J'aurais pu être témoin de la guerre en Irak depuis les Etats-Unis, la Grande-Bretagne ou l'Australie. En lisant les journaux, en regardant la télévision, j'aurais pu entendre les pleurs des résistants irakiens, si heureux de voir disparaître l'horreur, enfin. J'aurais pu lire des témoignages, écouter des rires, des chants, des poèmes. J'aurais pu visiter, par médias interposés, l'horreur des cuves à acide où se noyaient les innocents, la bestialité des harems de fillettes de Usaï et Kussaï, les niches de sang où des doberman dévoraient les insoumis.
Mais voilà. Je suis Européen. Francophone plus particulièrement. Cela m'a condamné à vivre l'évènement dans le mauvais camp. Cela m'a obligé à le vivre parmi les collabos, les imbéciles, les ratés, les criminels, les totalitaires et les irresponsables.
J'ai suivi l'actualité diffusée par la France, le pays le plus crépusculaire de tout le continent. J'ai vécu la plus grande offensive contre le nouveau totalitarisme depuis l'une des bases arrières de ce même totalitarisme. J'ai suivi le débarquement depuis le QG de la milice. J'ai suivi la libération d'un pays où on gazait des enfants et leurs mères depuis un autre pays, démocratique paraît-il, qui souhaitait que ces horreurs se poursuivent...

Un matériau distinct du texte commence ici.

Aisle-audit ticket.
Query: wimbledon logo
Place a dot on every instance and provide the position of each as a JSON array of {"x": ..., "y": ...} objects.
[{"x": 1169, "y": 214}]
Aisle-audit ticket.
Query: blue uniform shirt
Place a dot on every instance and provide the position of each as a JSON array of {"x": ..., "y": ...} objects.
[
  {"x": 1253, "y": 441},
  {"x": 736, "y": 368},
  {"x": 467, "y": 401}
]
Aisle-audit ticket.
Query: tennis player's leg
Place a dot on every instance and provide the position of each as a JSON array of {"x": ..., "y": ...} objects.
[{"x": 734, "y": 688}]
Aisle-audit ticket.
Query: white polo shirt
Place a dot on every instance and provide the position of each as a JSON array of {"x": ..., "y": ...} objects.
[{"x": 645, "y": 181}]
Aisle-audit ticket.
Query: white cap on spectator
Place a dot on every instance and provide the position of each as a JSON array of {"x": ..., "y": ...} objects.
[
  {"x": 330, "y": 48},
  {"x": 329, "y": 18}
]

Les francophones ne méritent pas qu'on s'apitoie sur eux. Par trois fois, ils ont reçu un avertissement. Il y a eu le fascisme brun, le fascisme rouge, le fascisme vert. Ils ont goûté à toutes les coupes. Ils se déshonorent. Ils se crachent au visage. Ils vomissent sur les autres. Lâches et puériles bipèdes sans cerveau, ils continuent à chanter pour le Maréchal. Quelle que soit leur nationalité. Si la langue française réunit, c'est bien dans la médiocrité.
"Toute idée fausse se termine dans le sang, mais c'est le sang des autres. C'est pour cela que nos philosophes sont si à l'aise pour dire n'importe quoi" disait Camus. Je suis trop jeune pour avoir vécu au temps du nazisme mais je sais, désormais, ce que veut dire "fanatiser un peuple". Les Français le sont, comme aucun autre pays développé. Les francophones sont contaminés à leur tour. Cette fois-ci, cela risque bien d'être fatal.
Quant à moi, je rattrape le temps perdu en contemplant les sourires des Irakiens qui goûtent à la démocratie avec gourmandise. La liberté s'éteint dans le monde francophone, tant pis. Qu'elle naisse chez ceux qui la méritent.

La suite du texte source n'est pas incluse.